The Omaha, Nebraska-based pediatric care provider Children’s Hospital & Medical Center (CHMC) has agreed to pay a $80,000 financial penalty to resolve an investigation into an alleged violation of the Right of Access provision of the HIPAA Privacy Rule.
The Privacy Rule established certain rights for individuals over their healthcare data, one of which allows individuals to obtain a copy of their medical records from HIPAA-covered entities, as well as the records of their minor children. This is an important right, as it allows patients to check their medical records for errors and easily share their medical records with third parties, be they friends, family members, lawyers, or different healthcare providers.
Under the HIPAA Privacy Rule, covered entities are required to provide the requested records within 30 days of a written request being received, although it is possible in certain cases for a 30-day extension to be granted for providing the records. Covered entities are only permitted to charge a reasonable cost-based fee for providing those records.
After identifying several instances where HIPAA-covered entities were not providing individuals with timely access to their medical records, OCR launched a new HIPAA enforcement initiative in the fall of 2019 targeting noncompliance with the HIPAA Right of Access. The latest case is the 20th investigated by OCR that has resulted in a financial penalty to resolve an alleged HIPAA Right of Access violation. In all cases so far, the investigations were launched after complaints were received from individuals who had not been provided with their requested records within the allowed time frame.
The CHMC investigation was triggered following a complaint from a parent who alleged she had not been provided with a complete set of her late daughter’s medical records. The daughter was a minor and the parent was the personal representative of her daughter, so had a legitimate right to obtain the records. The parent had made a written request for her daughter’s medical records on January 3, 2020 but had only been provided with some of the requested records. CHMC said the remaining records were with a different CHMC division.
It took several follow-up requests from the parent before all the requested medical records were released, some of which were provided on June 20, 2020 and the remainder on July 16, 2020.

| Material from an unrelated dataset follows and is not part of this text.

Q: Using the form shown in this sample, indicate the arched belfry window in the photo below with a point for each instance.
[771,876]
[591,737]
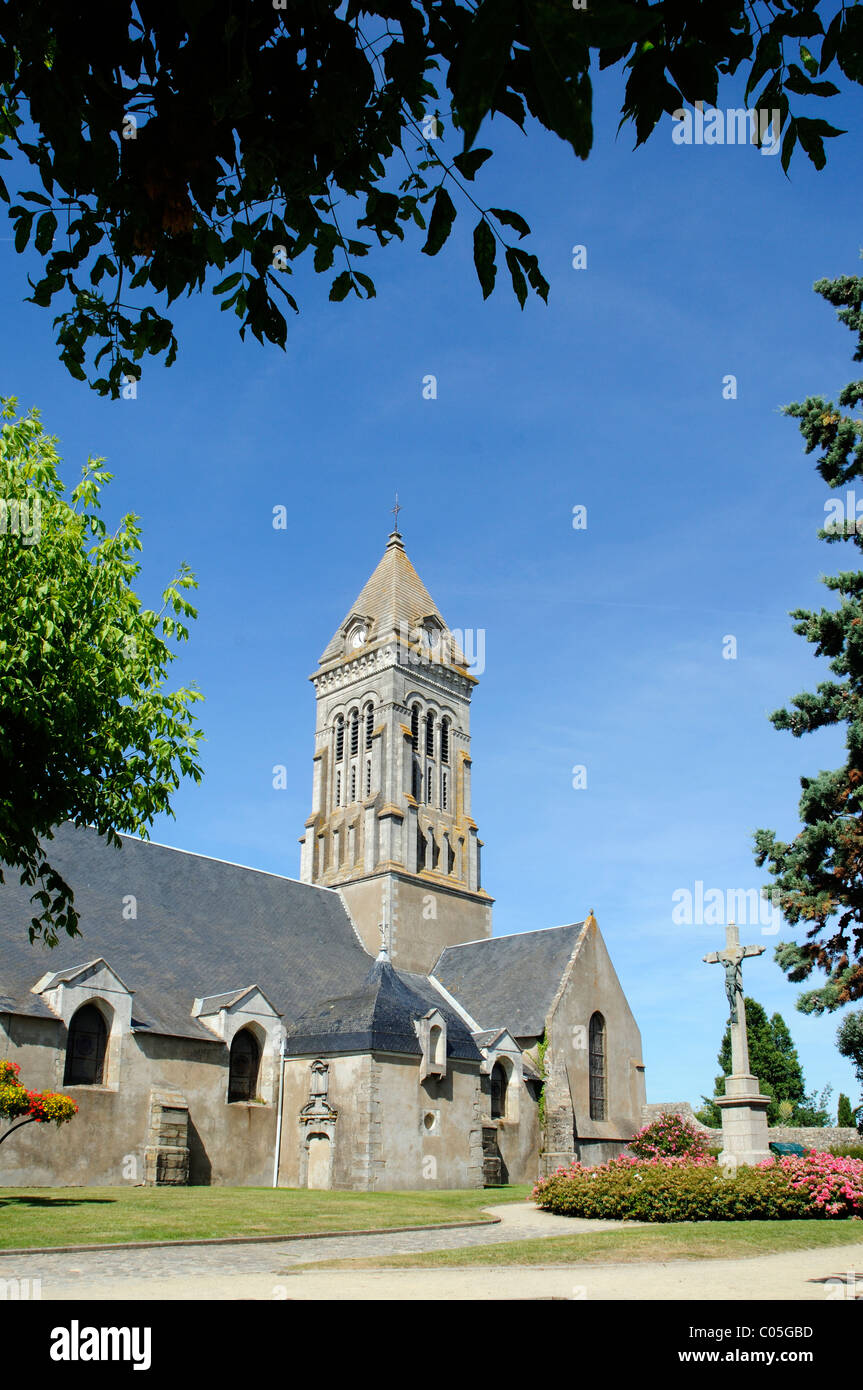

OCR determined the delay in providing the records was a violation of the HIPAA Right of Access – 45 C.F.R. § 164.524(b) – and the case was settled by CHMC with no admission of liability. In addition to paying the financial penalty, CHMC has adopted a corrective action plan which includes reviewing and updating Right of Access policies and procedures and training employees on the new policies.
Generally, HIPAA requires covered entities to give parents timely access to their minor children’s medical records, when the parent is the child’s personal representative,” said Acting OCR Director Robinsue Frohboese. “OCR’s Right of Access Initiative supports patients’ and personal representatives’ fundamental right to their health information and underscores the importance of all covered entities’ compliance with this essential right.”